El pacto entre UPCN y el Gobierno para que pasen los despidos

El rol pasivo de UPCN ante la ola de despidos, que se llevó 6200 trabajadores y llegaría a los 25 mil, tiene una explicación: Andrés Rodriguez pactó las cesantías. El gremio acuerda listados, simula acción y aísla delegados rebeldes.

La ola interminable de despidos de estatales no cesa y todos los días suma nuevos capítulos. La saga de terror, que amenaza con llevarse unos 25 mil trabajadores públicos, tiene un actor que se debate entre la ausencia y el colaboracionismo, la Unión del Personal Civil de la Nación (UPCN) que lidera Andrés Rodriguez.

Es que el gremio de estatales cegetista sólo amagó con levantar la voz cuando comenzó el desguace, a principios de enero, luego se reunió con funcionarios de primera línea del gobierno nacional y más tarde, sospechosamente, se llamó a silencio. ¿Entendimiento de partes?.

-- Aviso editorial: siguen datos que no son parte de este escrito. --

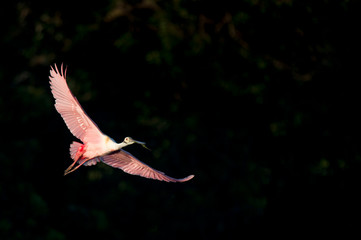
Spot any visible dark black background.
[0,0,361,239]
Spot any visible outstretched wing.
[49,64,103,143]
[101,149,194,182]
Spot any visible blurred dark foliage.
[0,0,361,240]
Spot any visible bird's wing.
[102,149,194,182]
[49,62,103,143]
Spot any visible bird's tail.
[69,141,100,166]
[69,142,84,159]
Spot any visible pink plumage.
[49,65,194,182]
[101,149,194,182]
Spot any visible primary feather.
[49,65,103,143]
[101,149,194,182]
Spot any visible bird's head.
[123,137,150,150]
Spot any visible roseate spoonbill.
[49,64,194,182]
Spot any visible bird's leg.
[64,145,86,176]
[64,160,77,176]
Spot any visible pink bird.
[49,65,194,182]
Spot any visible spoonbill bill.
[49,64,194,182]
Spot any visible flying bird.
[49,64,194,182]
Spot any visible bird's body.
[49,65,194,182]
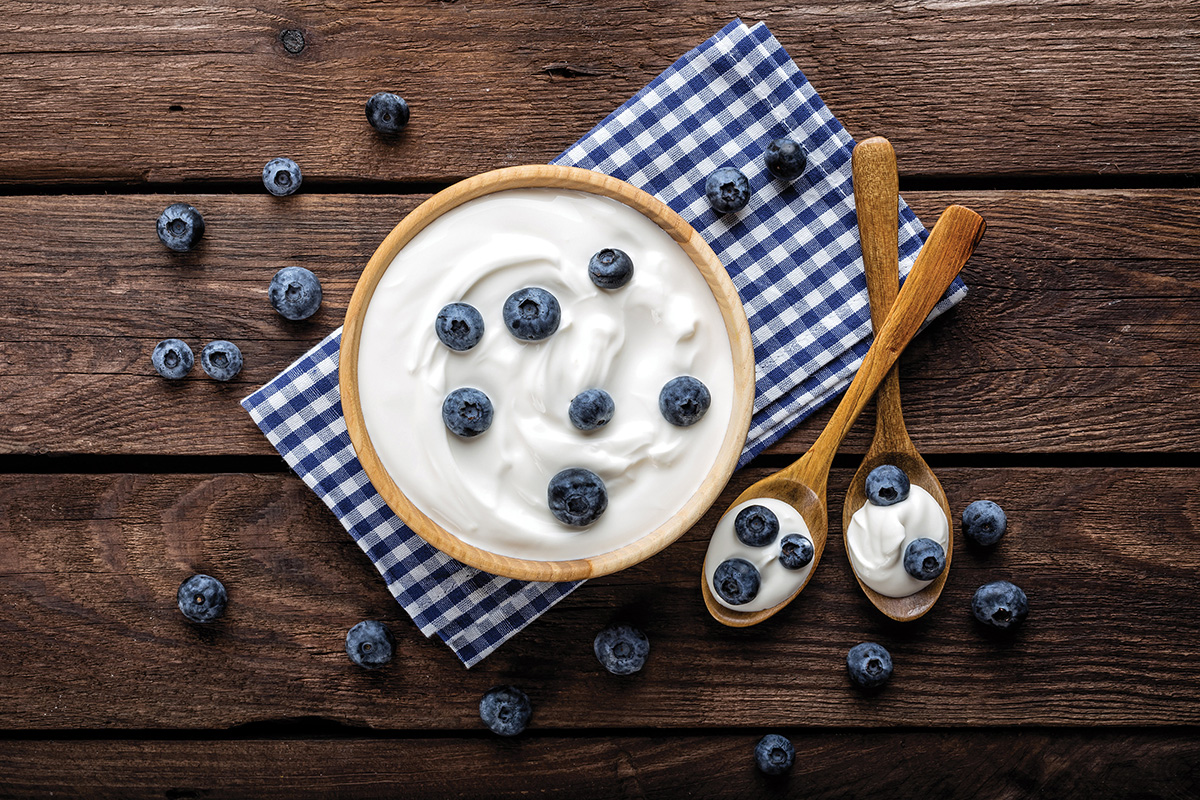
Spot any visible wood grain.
[0,0,1200,185]
[0,459,1200,730]
[0,185,1200,455]
[0,729,1200,800]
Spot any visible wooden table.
[0,0,1200,800]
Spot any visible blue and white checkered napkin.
[242,20,966,667]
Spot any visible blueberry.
[971,581,1030,631]
[588,247,634,289]
[713,559,762,606]
[704,167,750,213]
[733,505,779,547]
[346,619,396,669]
[263,158,304,197]
[150,339,196,380]
[766,138,808,181]
[367,91,408,134]
[479,686,533,736]
[754,733,796,775]
[546,469,608,528]
[904,539,946,581]
[200,339,241,380]
[659,375,713,428]
[442,386,494,439]
[846,642,892,688]
[504,287,563,342]
[592,625,650,675]
[866,464,910,506]
[962,500,1008,546]
[779,534,816,570]
[158,203,204,251]
[566,389,617,431]
[433,302,484,353]
[266,266,323,319]
[175,575,229,622]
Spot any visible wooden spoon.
[841,137,954,622]
[700,205,985,627]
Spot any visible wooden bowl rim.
[338,164,755,581]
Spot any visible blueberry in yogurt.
[754,733,796,775]
[904,539,946,581]
[546,468,608,528]
[713,559,762,606]
[588,247,634,289]
[704,167,750,213]
[846,642,892,688]
[733,505,779,547]
[962,500,1008,547]
[200,339,241,381]
[504,287,563,342]
[150,339,196,380]
[592,625,650,675]
[479,686,533,736]
[659,375,713,428]
[866,464,911,506]
[266,266,324,321]
[566,389,617,431]
[779,534,816,570]
[442,386,494,439]
[433,302,484,353]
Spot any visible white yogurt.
[704,498,816,612]
[846,483,950,597]
[359,190,733,560]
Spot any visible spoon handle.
[851,137,908,441]
[781,205,986,497]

Según pudo saber InfoGremiales, el “Centauro” Rodriguez le pidió a Cambiemos que la revisión de personal no se lleve “puestos” a sus afiliados. Le dijo a los funcionarios que su sindicato no estaba dispuesto a defender a militantes camporistas, ni a afiliados a ATE, pero que quería conservar a sus representados.

Ante la postura férrea del gobierno nacional de avanzar con las cesantías de los últimos dos años, incluso con los hombres que se acercaron a UPCN, el Centauro acordó que no se tocarían a quienes se hayan afiliado a su gremio hasta 2013. A los demás le soltó la mano.

La segunda parte de la charla con Rodriguez con el oficialismo, al que se sumó rápidamente, giró en torno a la colocación de sujetos de su confianza en distintos organismos, entre ellos IOMA. La escasez de funcionarios y la necesidad de contener un posible foco de conflicto con un gremio que tiene unos 280 mil representados, hicieron que la conversación prospere.

La información de la cumbre entre el gremialista y los funcionarios bajó fragmentada a los distintos organismos estatales. La situación dejó a los delegados expuestos en los casos donde blanquearon la realidad, y aislados, en aquellos lugares donde resolvieron, por la presión de las bases, pelear por reincorporaciones.

La otra maniobra que acordó Rodriguez, para subirle el precio a su sindicato llamativamente silencioso, fue consensuar las listas de los despedidos con algunos afiliados suyos adentro, que a posteriori y por una supuesta actuación sindical, serían reincorporados. ¿Quería ficción?.